1. The Telegraph (linked as a reference by Lenin’s Tomb, which is where this link goes), says:

    “Once on the ground, an unspecified number of labourers had their passports seized, effectively trapping the workers in Iraq for the duration of their contracts. Although the labourers are relatively well paid, receiving $1,000 (£550) a month, they endured harsh conditions on the site.”

    To call that slavery demeans the experience of those who have endured real slavery (in the U.S. and elsewhere)– i.e. being bought and sold like property, having no civil rights (including the right to life), and being forced to work for nothing, with no way out.

    I’m not saying forced labor is good. But to label it as slavery is unnecessarily inflammatory. It may be comparable to some types of indentured servitude, but slavery it is not.

  2. Point well taken, but if you can’t leave and are treated badly, does how much you are being paid really matter?

    They were forced to sleep 20 to a room and drink water from contaminated sources.

    And how could the US not have known?

  3. Sure it was deplorable, and our government should be held accountable if (as is likely) it knew. But it was temporary– not a life-long condition of servitude. Let’s kjeep our perspective, lest we forget how bad things can really get.

    BTW, there are workers in Sri Lanka who have to sleep in shifts because there is not enough floor space for them to all lie down at once. They do this not because they are forced to, but because it’s all they can afford. Sometimes what we (with our western sensibilities) consider deplorable is the only way people can survive.

  4. The problem is, once you’re there and in that position, there’s no way of knowing if you’re going to be freed or paid. The fact that they got paid and released later is little consolation to those who became ill or died while there because of the conditions. (And while the article doesn’t report if anyone did, I can assure you there were probably a few that did.) Taking someone and locking them up for months is a crime, even if you pay them when you let them go.

  5. Agreed. But there are degrees of crime, and to equate this with slavery is to equate a lesser crime with murder.

  6. DJ… I think you’re misunderstanding the definition of slavery. It existed before 1850 in the United States, FYI. And, as locke would say, “He who would take away my liberty, I have no reason he would take away everything else when he had me in his possession.” In other words, slavery. Thank you.

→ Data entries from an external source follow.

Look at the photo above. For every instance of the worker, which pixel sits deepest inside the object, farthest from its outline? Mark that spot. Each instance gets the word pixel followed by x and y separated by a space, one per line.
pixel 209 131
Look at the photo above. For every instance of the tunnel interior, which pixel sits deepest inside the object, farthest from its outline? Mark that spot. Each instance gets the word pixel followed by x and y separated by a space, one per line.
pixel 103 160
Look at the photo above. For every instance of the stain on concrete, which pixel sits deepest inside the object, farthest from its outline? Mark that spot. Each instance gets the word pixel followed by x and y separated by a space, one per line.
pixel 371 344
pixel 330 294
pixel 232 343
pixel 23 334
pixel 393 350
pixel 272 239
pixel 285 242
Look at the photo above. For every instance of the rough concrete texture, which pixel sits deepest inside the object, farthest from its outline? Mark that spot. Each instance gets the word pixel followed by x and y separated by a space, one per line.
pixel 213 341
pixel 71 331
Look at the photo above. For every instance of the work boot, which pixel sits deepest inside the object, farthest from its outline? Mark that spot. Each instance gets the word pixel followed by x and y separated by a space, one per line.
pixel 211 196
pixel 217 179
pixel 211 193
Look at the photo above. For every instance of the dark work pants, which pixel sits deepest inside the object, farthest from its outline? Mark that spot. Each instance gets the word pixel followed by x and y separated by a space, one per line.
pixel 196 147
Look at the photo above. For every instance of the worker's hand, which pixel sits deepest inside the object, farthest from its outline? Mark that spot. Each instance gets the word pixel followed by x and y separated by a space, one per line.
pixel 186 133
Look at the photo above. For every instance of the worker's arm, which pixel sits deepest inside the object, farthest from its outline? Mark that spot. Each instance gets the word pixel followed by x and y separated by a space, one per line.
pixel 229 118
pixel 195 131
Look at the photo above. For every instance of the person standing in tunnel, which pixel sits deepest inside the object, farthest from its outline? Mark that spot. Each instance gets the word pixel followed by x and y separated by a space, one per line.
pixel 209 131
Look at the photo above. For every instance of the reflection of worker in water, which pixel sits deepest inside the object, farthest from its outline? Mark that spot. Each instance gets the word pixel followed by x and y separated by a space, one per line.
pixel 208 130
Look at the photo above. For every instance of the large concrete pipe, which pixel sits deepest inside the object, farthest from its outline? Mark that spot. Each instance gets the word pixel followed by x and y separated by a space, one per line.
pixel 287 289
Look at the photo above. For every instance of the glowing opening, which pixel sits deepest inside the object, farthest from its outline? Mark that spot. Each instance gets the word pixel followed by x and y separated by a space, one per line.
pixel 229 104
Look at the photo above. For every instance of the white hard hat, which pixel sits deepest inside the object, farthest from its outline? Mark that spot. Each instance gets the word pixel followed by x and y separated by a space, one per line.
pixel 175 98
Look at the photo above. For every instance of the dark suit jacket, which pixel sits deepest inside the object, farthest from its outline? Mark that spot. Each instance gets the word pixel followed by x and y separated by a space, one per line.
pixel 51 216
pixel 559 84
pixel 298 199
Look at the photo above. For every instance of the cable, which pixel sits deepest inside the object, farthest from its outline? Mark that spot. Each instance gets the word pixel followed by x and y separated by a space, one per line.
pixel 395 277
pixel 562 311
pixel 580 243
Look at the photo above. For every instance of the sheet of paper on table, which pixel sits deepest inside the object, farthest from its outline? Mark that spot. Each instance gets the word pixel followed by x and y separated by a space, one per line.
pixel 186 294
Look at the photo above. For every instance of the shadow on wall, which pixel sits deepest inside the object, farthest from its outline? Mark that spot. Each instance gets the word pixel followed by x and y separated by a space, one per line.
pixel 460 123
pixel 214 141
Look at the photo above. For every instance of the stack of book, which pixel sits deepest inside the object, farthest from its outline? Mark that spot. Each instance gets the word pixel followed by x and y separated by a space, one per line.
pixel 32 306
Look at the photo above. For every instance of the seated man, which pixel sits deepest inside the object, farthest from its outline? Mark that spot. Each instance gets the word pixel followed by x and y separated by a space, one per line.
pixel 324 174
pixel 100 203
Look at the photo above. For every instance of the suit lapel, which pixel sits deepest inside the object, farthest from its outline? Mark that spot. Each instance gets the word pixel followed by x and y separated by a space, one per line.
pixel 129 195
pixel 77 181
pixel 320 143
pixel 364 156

  7. Interestingly, the first slaves in the English colonies (later to become the U.S.) were delivered to Jamestown in 1619 by Dutch traders. The colonists didn’t understand slavery, so they treated these Africans as indentured servants– they worked for free for seven years and were then freed.

    That changed, of course. Later shipments were treated like livestock, sold at auction and kept without any rights or recourse whatsoever. A slave could be separated from his/her family, whipped even unto death, castrated, or raped– all without any repercussions. He/she could even be killed at the whim of his/her owner. Of course, like expensive livestock, you wouldn’t kill one unecessarily, but there were no laws against it.

    While I object to anyone taking away someone else’s liberty without good cause, and I agree that what was done in this instance was wrong, I stand by my opinion that there’s a huge difference between temporary forced labor and slavery– and I hope we never forget it.